Rand Paul: Don’t criticize immigration ban until you recognize the problems
.@RandPaul: 40% of people who come to visit our country on a visa overstay their visa https://t.co/vOgUi8OMVR
— Morning Joe (@Morning_Joe) January 31, 2017
Critics of President Trump’s order halting travel from seven Muslim-majority countries need to recognize the flaws in the United States’s immigration system before they challenge the president’s action, Sen. Rand Paul (R-Ky.) said Tuesday.
“People ought to step back and see if we can agree that there’s a problem in order to decide whether we like the solution,” Paul said during an appearance on MSNBC.
“And the problem is pretty clear that about 40 percent of people who come visit our country on a visa overstay their visa, and we have no idea where they are.”
{mosads}Paul pointed out that at least two of the hijackers in the Sept. 11, 2001, terrorist attacks were in the U.S. on expired visas and were moving back and forth between the U.S. and the Middle East, making it difficult for officials to know where they were or what they were doing.
“I think you have to pause the system from areas of high risk for terrorism, until you can improve the system,” he said.
“Overall, do I believe exchange with other cultures is good, people going back and forth is good, trade is good? Yes,” he said. “All of these things are good, but I think you have to make sure the system is working.”

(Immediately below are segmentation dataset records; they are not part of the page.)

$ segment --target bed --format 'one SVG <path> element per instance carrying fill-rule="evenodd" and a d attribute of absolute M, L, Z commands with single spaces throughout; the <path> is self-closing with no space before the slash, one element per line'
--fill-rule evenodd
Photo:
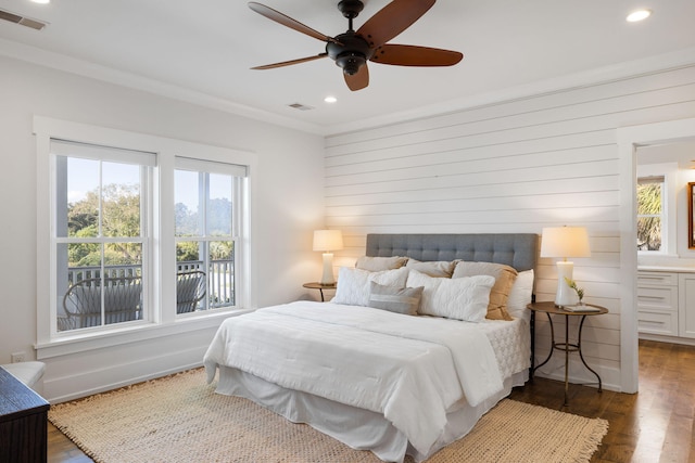
<path fill-rule="evenodd" d="M 369 234 L 359 268 L 340 269 L 331 301 L 226 320 L 205 353 L 208 382 L 218 372 L 217 393 L 383 461 L 424 461 L 528 381 L 526 305 L 538 241 L 529 233 Z M 502 278 L 476 270 L 491 267 L 515 273 L 507 313 L 496 320 L 488 317 Z"/>

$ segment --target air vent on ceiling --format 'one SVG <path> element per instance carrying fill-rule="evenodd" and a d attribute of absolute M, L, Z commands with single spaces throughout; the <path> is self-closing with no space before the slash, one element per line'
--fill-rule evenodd
<path fill-rule="evenodd" d="M 31 29 L 36 30 L 41 30 L 47 25 L 47 23 L 31 20 L 26 16 L 20 16 L 18 14 L 10 13 L 5 10 L 0 10 L 0 20 L 9 21 L 10 23 L 18 24 L 21 26 L 30 27 Z"/>
<path fill-rule="evenodd" d="M 300 110 L 300 111 L 311 111 L 314 110 L 314 106 L 307 106 L 305 104 L 302 103 L 292 103 L 292 104 L 288 104 L 288 106 L 293 107 L 295 110 Z"/>

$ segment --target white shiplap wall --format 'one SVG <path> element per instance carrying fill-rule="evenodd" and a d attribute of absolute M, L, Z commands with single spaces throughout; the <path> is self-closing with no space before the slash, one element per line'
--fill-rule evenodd
<path fill-rule="evenodd" d="M 541 233 L 584 226 L 592 257 L 574 259 L 589 303 L 583 351 L 620 389 L 620 127 L 695 116 L 695 66 L 643 74 L 466 108 L 326 140 L 326 224 L 343 231 L 336 263 L 364 254 L 367 233 Z M 552 300 L 554 260 L 536 268 L 538 300 Z M 549 344 L 539 318 L 538 353 Z M 573 325 L 574 323 L 572 323 Z M 574 332 L 576 326 L 570 326 Z M 556 322 L 564 334 L 564 324 Z M 556 355 L 541 374 L 560 377 Z M 591 375 L 573 361 L 570 376 Z"/>

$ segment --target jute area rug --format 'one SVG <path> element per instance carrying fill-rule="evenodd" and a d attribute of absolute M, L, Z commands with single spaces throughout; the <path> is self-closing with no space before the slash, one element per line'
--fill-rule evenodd
<path fill-rule="evenodd" d="M 191 370 L 55 404 L 49 420 L 96 462 L 380 462 L 214 390 L 202 369 Z M 589 462 L 607 430 L 605 420 L 505 399 L 428 463 Z"/>

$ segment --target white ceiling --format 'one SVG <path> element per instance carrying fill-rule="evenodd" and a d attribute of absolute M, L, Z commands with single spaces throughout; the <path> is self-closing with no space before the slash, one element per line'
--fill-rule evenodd
<path fill-rule="evenodd" d="M 261 2 L 329 36 L 348 28 L 338 0 Z M 388 2 L 367 0 L 355 29 Z M 647 21 L 624 21 L 644 7 L 654 10 Z M 0 0 L 0 9 L 49 23 L 37 31 L 0 21 L 0 54 L 320 133 L 695 63 L 693 0 L 440 0 L 390 43 L 457 50 L 464 60 L 443 68 L 370 63 L 369 87 L 357 92 L 329 59 L 251 70 L 318 54 L 325 43 L 245 1 Z M 324 103 L 329 94 L 338 102 Z"/>

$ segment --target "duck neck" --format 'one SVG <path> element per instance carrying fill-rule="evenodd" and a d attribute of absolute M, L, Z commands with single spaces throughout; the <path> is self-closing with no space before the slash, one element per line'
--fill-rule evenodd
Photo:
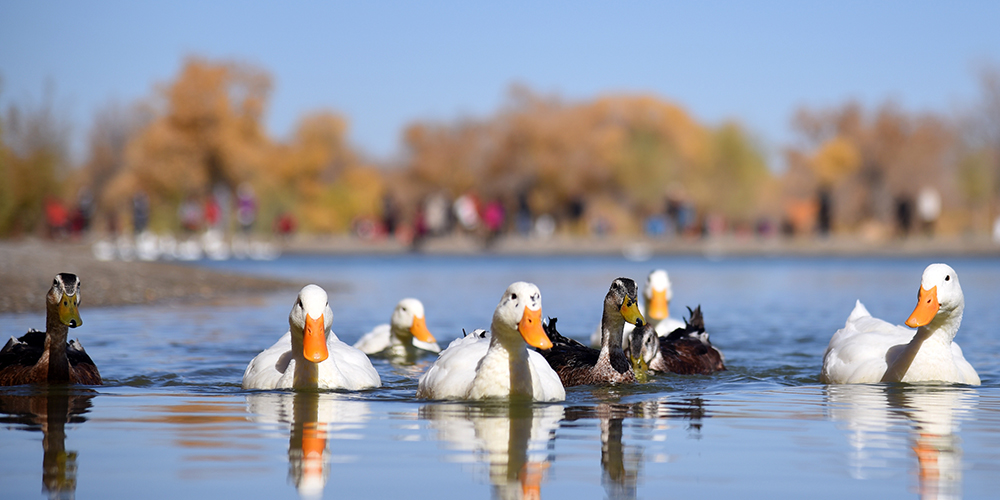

Paul’s comments came amid backlash to Trump’s Friday executive order halting the country’s refugee resettlement program for four months and barring citizens of seven predominantly Muslim countries — Syria, Iraq, Iran, Yemen, Libya, Sudan and Somalia — from entering the U.S. for 90 days.
But none of the Sept. 11 attackers were from the countries targeted by the president’s order, and critics have argued that the move effectively amounts to a Muslim ban.